Abandonnant son job de conseiller de clientèle, Alexis HK se lance à la poursuite de son rêve d’enfant : devenir chanteur. Dès son premier album, il a séduit les amateurs de chansons traditionnelles comme les partisans d’un renouveau musical. Le tout servi par des textes subtils où imaginaire et réalité règlent leurs contes.

Itinéraire hybride
Originaire des Yvelines, issu de la classe moyenne comme on dit (mère assistante de direction trotskiste, père cadre commercial neutre), Alexis connaît une scolarité convenable en dépit d’une propension à la paresse et à la rêverie qui lui vaudront quelques exclusions d’établissements. Des exclusions qui feront le larron puisque celles-ci permettent à Alexis de monter à Paris et d’y décrocher – contre toutes attentes – son Bac B au Lycée Saint-Louis.
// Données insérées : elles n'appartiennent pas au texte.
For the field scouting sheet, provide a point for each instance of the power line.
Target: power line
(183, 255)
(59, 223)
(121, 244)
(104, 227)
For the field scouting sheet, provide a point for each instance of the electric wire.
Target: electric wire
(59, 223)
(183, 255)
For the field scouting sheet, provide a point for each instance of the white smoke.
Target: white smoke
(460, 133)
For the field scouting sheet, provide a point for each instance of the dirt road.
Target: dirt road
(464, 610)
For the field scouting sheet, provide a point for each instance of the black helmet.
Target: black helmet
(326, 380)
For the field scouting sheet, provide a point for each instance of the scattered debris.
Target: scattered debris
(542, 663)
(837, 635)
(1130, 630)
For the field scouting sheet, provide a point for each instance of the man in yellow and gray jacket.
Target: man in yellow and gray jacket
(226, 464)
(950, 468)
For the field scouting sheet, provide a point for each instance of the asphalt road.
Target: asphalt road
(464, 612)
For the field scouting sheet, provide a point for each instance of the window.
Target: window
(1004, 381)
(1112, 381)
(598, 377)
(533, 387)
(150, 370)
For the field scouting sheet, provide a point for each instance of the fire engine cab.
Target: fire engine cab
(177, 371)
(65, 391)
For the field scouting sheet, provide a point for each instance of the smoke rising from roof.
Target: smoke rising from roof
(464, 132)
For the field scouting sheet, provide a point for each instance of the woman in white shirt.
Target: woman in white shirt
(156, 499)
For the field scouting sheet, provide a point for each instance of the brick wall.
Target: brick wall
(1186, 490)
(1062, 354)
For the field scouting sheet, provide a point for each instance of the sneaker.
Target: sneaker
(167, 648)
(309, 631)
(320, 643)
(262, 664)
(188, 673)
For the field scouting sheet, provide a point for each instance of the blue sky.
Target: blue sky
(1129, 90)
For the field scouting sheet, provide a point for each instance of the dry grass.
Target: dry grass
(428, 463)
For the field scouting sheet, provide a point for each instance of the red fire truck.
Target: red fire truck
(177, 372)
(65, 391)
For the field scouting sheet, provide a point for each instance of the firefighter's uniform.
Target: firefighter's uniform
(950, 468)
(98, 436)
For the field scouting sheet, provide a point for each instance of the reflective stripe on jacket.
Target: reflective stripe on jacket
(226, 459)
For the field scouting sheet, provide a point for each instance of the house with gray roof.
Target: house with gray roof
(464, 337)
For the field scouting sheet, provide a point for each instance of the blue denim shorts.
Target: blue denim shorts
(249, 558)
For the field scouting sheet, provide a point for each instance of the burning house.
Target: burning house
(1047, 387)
Contre toutes attentes car peu attiré par les études Alexis se passionne davantage pour l’écriture que pour les exercices de robinets qui fuient.

Photo Frank Loriou
Photo Frank Loriou

Cependant, Bac en poche, il s’inscrit en fac de philo à Nanterre. En parallèle, il participe aux scènes ouvertes du Théâtre de Trévise qui lui offrent l’occasion de confronter son répertoire naissant à son premier public.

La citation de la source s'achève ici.